Disabled man left with fire damages after load shedding

Abduraghman Salie, 62, and his family had a fire at their home after load shedding. Pictured with him is Sulyman Stellenboom, who said as Eskom is the cause of the load shedding, they need to take responsibility for this.

An Eastridge disabled pensioner and his family are left to pay for damages at their home after a fire break out during load shedding.

Abduraghman Salie, 62, one of the founder members of Mitchell’s Plain’s first sports club for the disabled, Greater Bulls Disabled Sports Club, said he and his 65-year-old wife and their 4-year-old grandson heard a loud bang on the day of the fire.

The fire started in the kitchen of their Cycad Street home at the electrical outlet around late April. Load shedding just ended and the lights went on at 8pm the wheelchair-bound Mr Salie told the Plainsman on Tuesday June 21.

The rooms are upstairs and the bathroom and kitchen are downstairs. When he goes upstairs he has to stay there, he said.

“Everyone was upstairs, we were at rest around 8pm. We smelled smoke and heard a bang. My wife called to me. We were in a panic. I crawled out of bed to see where my wife and grandson, 4, were.

“There were lots of smoke; when you close your eyes it’s the same darkness,” said Mr Salie.

They shouted for help to the neighbours outside and also to get some air. Their grandson was put through the window so that the neighbour could save him.

The neighbours banged on the door and then stomped the door open to help the family.

“I was more concerned about my wife and grandson during the fire outbreak. The neighbours came in and saved me and my family. The ceiling was burning, the microwave kettle, toasters and part of the kitchen burnt out,” Mr Salie said.

Community activist and co-ordinator for the Greater Bull Disabled Sports Club, Sulyman Stellenboom from Tafelsig, said Eskom is the cause of the load shedding, “they need to take responsibility for this and help people like Mr Salie and his family.”

“Thank God the fire was under control it could have been worse. The cause of the fire was load shedding. They lost a lot and they coughed up money to sort this out. This (the house) is not suitable for them in future,” said Mr Stellenboom.
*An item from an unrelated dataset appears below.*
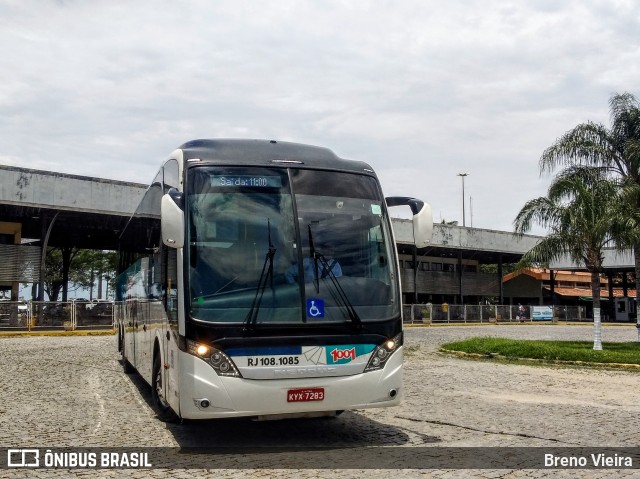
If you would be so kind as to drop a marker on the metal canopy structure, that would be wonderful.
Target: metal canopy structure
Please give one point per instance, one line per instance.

The Salies said the City of Cape Town wanted them to pay for the damages and to pay for the repair cost. They sent them a quote from an insurance company. However, the family paid for the damages themselves but still have problems with some of the electrical items such as the stove.

Mr Salie said when they applied for a house, they received their current home in Eastridge near the Town Centre – in an area commonly known as “Smartie Town” – through the Cape Community Housing Companyand did not apply for another house again.

“I can’t explain the feeling. I’m disabled, it was a different feeling. I was very concerned for my family and made sure that they were seen to as soon as help came. I’ve lived here for over 20 years and applied for a house applicable to my needs, but it was not successful,” he said.

Neighbour Marwaan Isaacs, 54, said they kicked the door down to save the family. “My daughter smelled the smoke and we immediately went in. I knew we needed to jump in as soon as possible. I was worried about Mr Salie and shouted to him – they were okay in the end. We rushed to make sure they were fine. We went in with no protection and saved them,” said Mr Isaacs.

Beverley van Reenen, the mayoral committee member for energy, said residents are encouraged to reduce the risk and occurrence of nuisance tripping by switching off appliances prior to load shedding. Nuisance tripping might in some instances damage electrical equipment or cause a fire to start.

Power surges are oversupply of a voltage which generally last a fraction of a second and, if severe, will generally damage digital and computer equipment, which if severe could result in failure of electronic components, and in severe but very rare occasions, could ignite a fire.

If a customer suffers damages which they attribute to load shedding they may submit a claim to the City, which will be investigated.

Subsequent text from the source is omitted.